张川站在院门口,点了根烟,听着隐约飘来的议论。
老陈从院里出来,走到张川身边。
“张副大,初步看了,死者身上多处软组织挫伤,肋骨可能断了,头部有击打伤。具体死因得回去解剖。凶器……院里找到根擀面杖,还有砖头,都取样了。”
“嗯。”张川吐了口烟,“现场拍照仔细点,特别是那女人坐的地方,还有那五个男人蹲的地方。”
“放心。”
一根烟抽完,赵小宝拿着笔录本过来了。
“师傅,问了几家,情况大概清楚了。”赵小宝翻开本子,“死的男的叫刘志军,建筑公司的工人。那女的是他老婆,叫王桂枝,天蓝个旦村嫁过来的。这王桂兰上面有五个哥哥,她是老小,从小惯坏了。”
张川听着。
“刘志军是王桂枝的第三任丈夫。头一任是个跑运输的,结婚四年多,因为点口角,王桂枝把她五个哥叫来,把男人打了一顿,男的吓坏了,离婚,净身出户。第二任是个开小卖部的,也是类似情况,结婚不到五年,被打跑了,也是啥都没要。”
赵小宝顿了顿,“这第三任,刘志军,俩人结婚还不到两年。今天中午,王桂枝出去打麻将,回来晚了。刘志军也刚下班回来,没来得及做饭。王桂枝就开始埋怨,喋喋不休。刘志军可能也累了,就说了她几句。王桂枝就炸了,打电话把她五个哥全叫来了。”
“然后呢?”
“然后就是‘评理’呗。邻居说听见院里吵得厉害,还有摔东西的声音。后来动静越来越大,有惨叫声。有人扒门缝看,看见那五个男的在打刘志军,拳打脚踢,还用上了擀面杖和砖头。王桂枝就在旁边看着,也没拦着。等打完了,刘志军躺地上不动了,那五个男的才有点慌。王桂枝也傻眼了,开始哭。”

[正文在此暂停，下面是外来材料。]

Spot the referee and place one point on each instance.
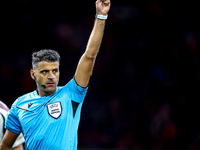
(49, 116)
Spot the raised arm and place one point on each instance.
(86, 63)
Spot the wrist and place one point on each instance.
(101, 17)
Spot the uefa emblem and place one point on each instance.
(55, 110)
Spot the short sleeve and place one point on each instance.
(12, 122)
(74, 91)
(20, 140)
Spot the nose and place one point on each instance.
(51, 75)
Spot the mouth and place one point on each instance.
(50, 84)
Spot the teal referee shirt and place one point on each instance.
(48, 122)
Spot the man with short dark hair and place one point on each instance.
(49, 116)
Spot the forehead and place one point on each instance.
(44, 65)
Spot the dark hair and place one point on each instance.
(44, 55)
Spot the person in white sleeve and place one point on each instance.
(18, 145)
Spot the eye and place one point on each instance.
(44, 71)
(55, 70)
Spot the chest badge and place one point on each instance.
(55, 110)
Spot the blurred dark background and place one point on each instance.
(144, 91)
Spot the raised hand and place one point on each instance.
(102, 7)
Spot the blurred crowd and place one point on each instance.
(144, 91)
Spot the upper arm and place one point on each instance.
(84, 70)
(9, 139)
(20, 147)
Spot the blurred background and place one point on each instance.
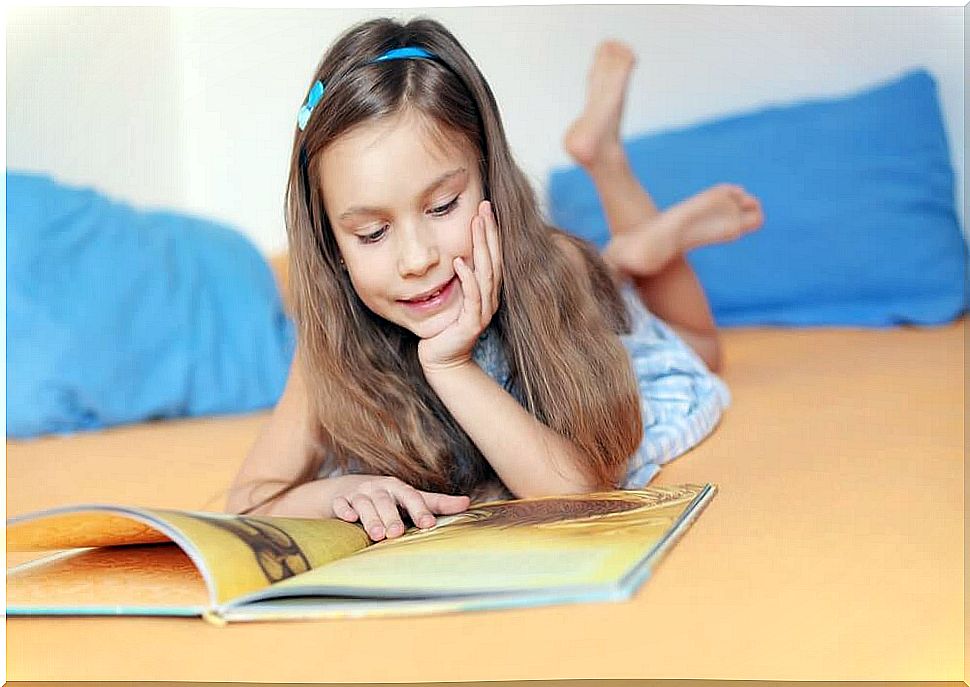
(194, 109)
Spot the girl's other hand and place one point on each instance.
(481, 288)
(375, 501)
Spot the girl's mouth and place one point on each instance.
(434, 300)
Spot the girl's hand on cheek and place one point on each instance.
(377, 502)
(481, 289)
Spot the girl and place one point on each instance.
(452, 347)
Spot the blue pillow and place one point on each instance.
(116, 315)
(858, 194)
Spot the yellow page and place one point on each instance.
(235, 554)
(514, 545)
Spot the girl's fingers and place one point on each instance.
(386, 506)
(495, 251)
(417, 509)
(445, 503)
(342, 509)
(473, 297)
(483, 265)
(369, 518)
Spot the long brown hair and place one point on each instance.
(374, 412)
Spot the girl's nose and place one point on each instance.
(418, 252)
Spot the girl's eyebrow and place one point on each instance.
(366, 210)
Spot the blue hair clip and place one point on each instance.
(316, 93)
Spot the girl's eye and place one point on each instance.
(375, 237)
(446, 208)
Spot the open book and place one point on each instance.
(113, 560)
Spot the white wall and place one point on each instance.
(194, 108)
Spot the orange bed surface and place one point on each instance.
(834, 549)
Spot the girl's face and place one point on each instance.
(401, 208)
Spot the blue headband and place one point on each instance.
(317, 91)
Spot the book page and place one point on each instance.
(235, 555)
(556, 542)
(128, 579)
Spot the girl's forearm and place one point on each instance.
(311, 499)
(530, 458)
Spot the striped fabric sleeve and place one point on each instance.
(681, 400)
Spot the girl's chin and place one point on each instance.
(433, 325)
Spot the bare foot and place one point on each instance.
(722, 213)
(596, 134)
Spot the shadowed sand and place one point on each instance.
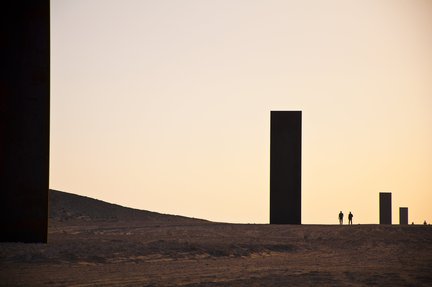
(93, 243)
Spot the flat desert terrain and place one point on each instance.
(93, 243)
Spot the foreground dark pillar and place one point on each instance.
(24, 120)
(403, 215)
(285, 167)
(385, 207)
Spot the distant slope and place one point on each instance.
(65, 206)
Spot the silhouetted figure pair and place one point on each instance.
(350, 216)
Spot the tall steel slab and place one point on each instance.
(403, 215)
(385, 208)
(285, 167)
(24, 120)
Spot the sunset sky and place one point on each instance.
(165, 105)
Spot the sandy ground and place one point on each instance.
(94, 243)
(101, 253)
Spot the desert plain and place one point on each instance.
(94, 243)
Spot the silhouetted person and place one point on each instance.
(340, 217)
(350, 216)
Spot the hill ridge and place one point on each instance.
(64, 206)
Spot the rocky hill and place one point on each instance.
(65, 206)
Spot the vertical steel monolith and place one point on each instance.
(385, 208)
(24, 120)
(285, 167)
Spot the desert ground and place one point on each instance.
(93, 243)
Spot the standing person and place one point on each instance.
(350, 216)
(340, 218)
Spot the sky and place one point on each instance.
(165, 105)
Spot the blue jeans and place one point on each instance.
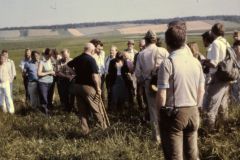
(45, 94)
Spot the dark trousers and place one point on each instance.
(88, 102)
(103, 88)
(25, 83)
(66, 99)
(45, 94)
(179, 134)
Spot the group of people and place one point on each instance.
(173, 83)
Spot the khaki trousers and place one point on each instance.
(179, 134)
(151, 100)
(216, 102)
(88, 102)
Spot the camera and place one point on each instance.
(170, 111)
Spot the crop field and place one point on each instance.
(30, 135)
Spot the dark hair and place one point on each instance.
(159, 42)
(175, 37)
(34, 52)
(96, 42)
(47, 52)
(218, 29)
(4, 51)
(236, 43)
(179, 23)
(119, 56)
(207, 36)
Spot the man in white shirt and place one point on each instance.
(148, 62)
(111, 56)
(216, 98)
(11, 69)
(27, 59)
(99, 57)
(130, 50)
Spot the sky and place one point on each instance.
(16, 13)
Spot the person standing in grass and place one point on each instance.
(147, 65)
(235, 86)
(27, 58)
(130, 50)
(6, 101)
(216, 98)
(180, 93)
(45, 74)
(118, 82)
(111, 56)
(87, 88)
(11, 69)
(99, 57)
(63, 81)
(30, 71)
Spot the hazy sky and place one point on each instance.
(48, 12)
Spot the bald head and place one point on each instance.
(89, 48)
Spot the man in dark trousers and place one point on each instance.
(88, 87)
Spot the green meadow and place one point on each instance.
(30, 135)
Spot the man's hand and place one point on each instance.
(99, 91)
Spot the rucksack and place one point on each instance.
(228, 69)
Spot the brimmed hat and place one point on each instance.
(150, 35)
(131, 41)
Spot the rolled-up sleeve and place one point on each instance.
(213, 54)
(164, 73)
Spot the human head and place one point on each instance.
(47, 53)
(97, 44)
(159, 42)
(55, 53)
(217, 30)
(180, 23)
(175, 37)
(35, 56)
(65, 53)
(194, 48)
(89, 48)
(236, 47)
(5, 53)
(119, 56)
(113, 51)
(142, 44)
(130, 44)
(150, 37)
(207, 38)
(236, 35)
(2, 59)
(125, 55)
(27, 53)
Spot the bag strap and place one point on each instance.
(173, 73)
(233, 56)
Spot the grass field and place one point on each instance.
(30, 135)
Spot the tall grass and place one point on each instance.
(31, 135)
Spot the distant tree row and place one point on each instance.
(233, 18)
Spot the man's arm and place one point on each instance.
(161, 98)
(201, 91)
(97, 82)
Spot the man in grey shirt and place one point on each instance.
(180, 92)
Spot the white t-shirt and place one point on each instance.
(217, 52)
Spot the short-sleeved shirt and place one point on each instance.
(217, 52)
(31, 69)
(187, 78)
(149, 60)
(4, 73)
(47, 67)
(84, 66)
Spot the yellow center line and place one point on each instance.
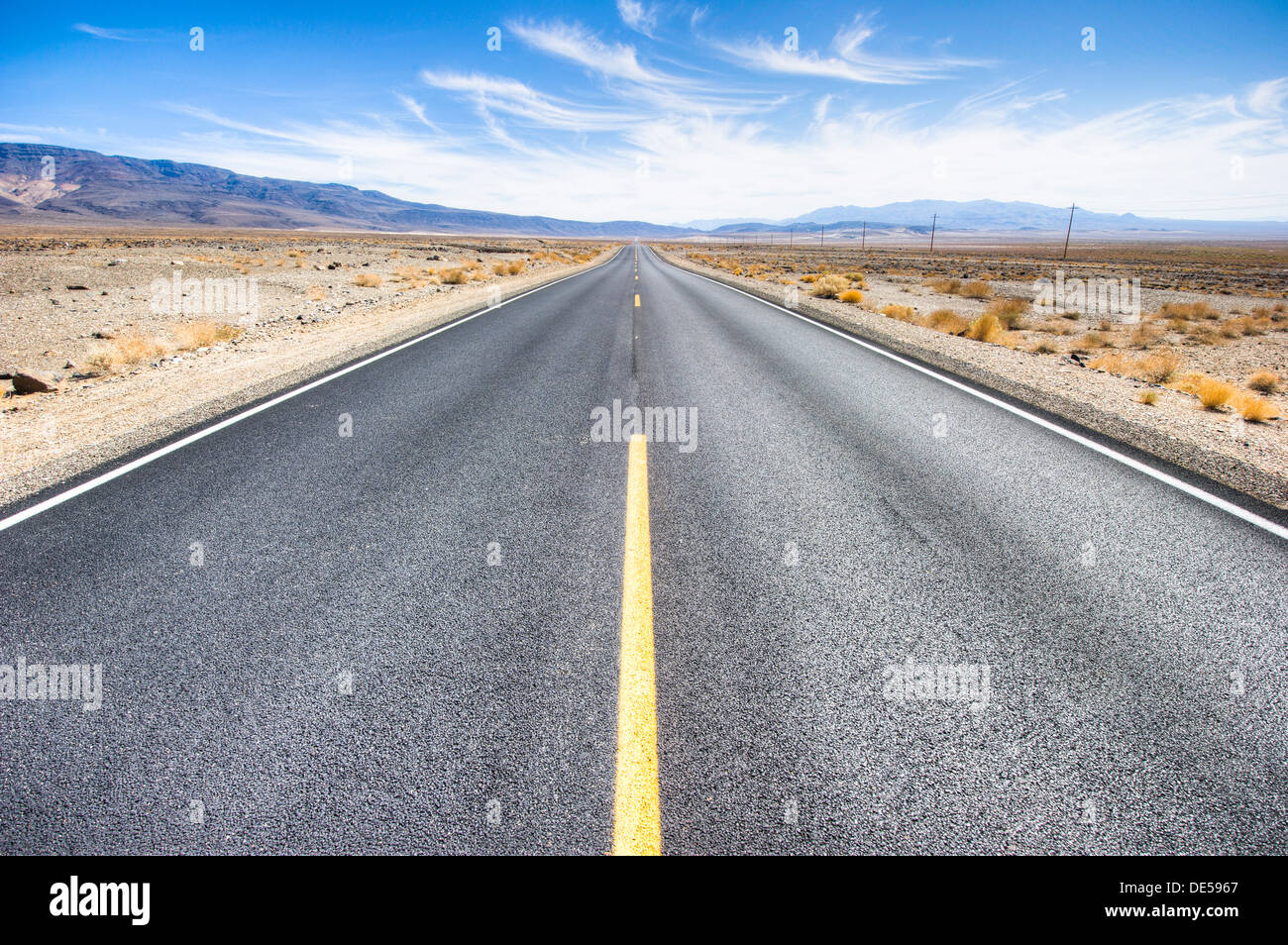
(636, 810)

赵小宝合上本子,“大概就这么个情况。五个哥哥‘讨公道’,结果下手没轻重,把人打死了。”
张川把烟头踩灭。
“走访继续,把细节抠清楚,特别是动手的先后顺序,谁打得最狠。监控这附近估计没有,但问仔细点。”
“明白。”
张川转身回了院子。
技术科的勘查差不多了,正在收拾设备。死者身上盖了块白布。
王桂枝还在哭,声音小了点,但眼泪没停。林薇蹲在她旁边,递了张纸巾。
张川走过去,蹲在王桂兰面前。
“王桂枝?”
王桂枝抬起头,眼睛又红又肿。
“我是刑侦大队的张川。你丈夫刘志军死了,你知道吧?”
王桂兰嘴巴一瘪,又要哭。
“你先别哭。”张川语气平静,“我问你,今天中午,是不是你打电话叫你五个哥哥来的?”
王桂兰抽噎着,点点头。
“为什么叫他们来?”
“他……他骂我……”王桂枝断断续续地说,“我打麻将回来……累……他饭也不做……还说我……我就叫我哥来评理……”
“评理需要动手吗?”
“我……我不知道他们会打那么狠……”王桂枝捂住脸,“以前……以前他们就是吓唬吓唬……这次不知道怎么了……”
张川没再问。
他站起身,对林薇说:“带她回局里,单独做个笔录。”
“好。”
林薇扶着王桂枝站起来。王桂枝腿有点软,几乎是被林薇架着走的。
院子里空了,只剩下盖着白布的尸体,和空气中还没散尽的尘土味。
张川走到院子中央,看着那片白布。
因为一顿饭没做。
叫来五个哥哥。
活活打死。
家暴的,互殴的,为点鸡毛蒜皮动刀子的。但像这么离谱的,一家子哥哥把妹夫打死的,还真不多见。
这王桂枝,凭一己之力,把三个丈夫的人生都毁了。头两个是吓跑的,这第三个,直接把命搭上了。
现在,她那五个哥哥也得进去。
一家子,团灭。
赵小宝和林小武从外面进来。
“师傅,走访差不多了,基本能对上。”赵小宝说。
“行,收队。”张川说,“尸体让技术科运回去。”
“得嘞。”
众人开始收拾东西。技术科的人把尸体抬上担架,盖好,抬出院子。
看热闹的人群还没完全散,指指点点的声音低了下去,但目光都跟着担架移动。
张川最后一个走出院子。
他回头看了一眼。
空荡荡的院子,地上还有零星的血迹和打斗的痕迹。
一场家庭悲剧,就这么发生了。
因为谁都不肯退一步,因为有人习惯了用暴力解决问题。
他拉开车门,坐上副驾。
车子发动,驶出胡同。
后视镜里,那片老旧的平房区越来越远。
张川坐着车,心里没什么波澜。
见多了,也就那样。
车子汇入车流,朝着分局方向开去。
下午还有一堆笔录要整理,报告要写。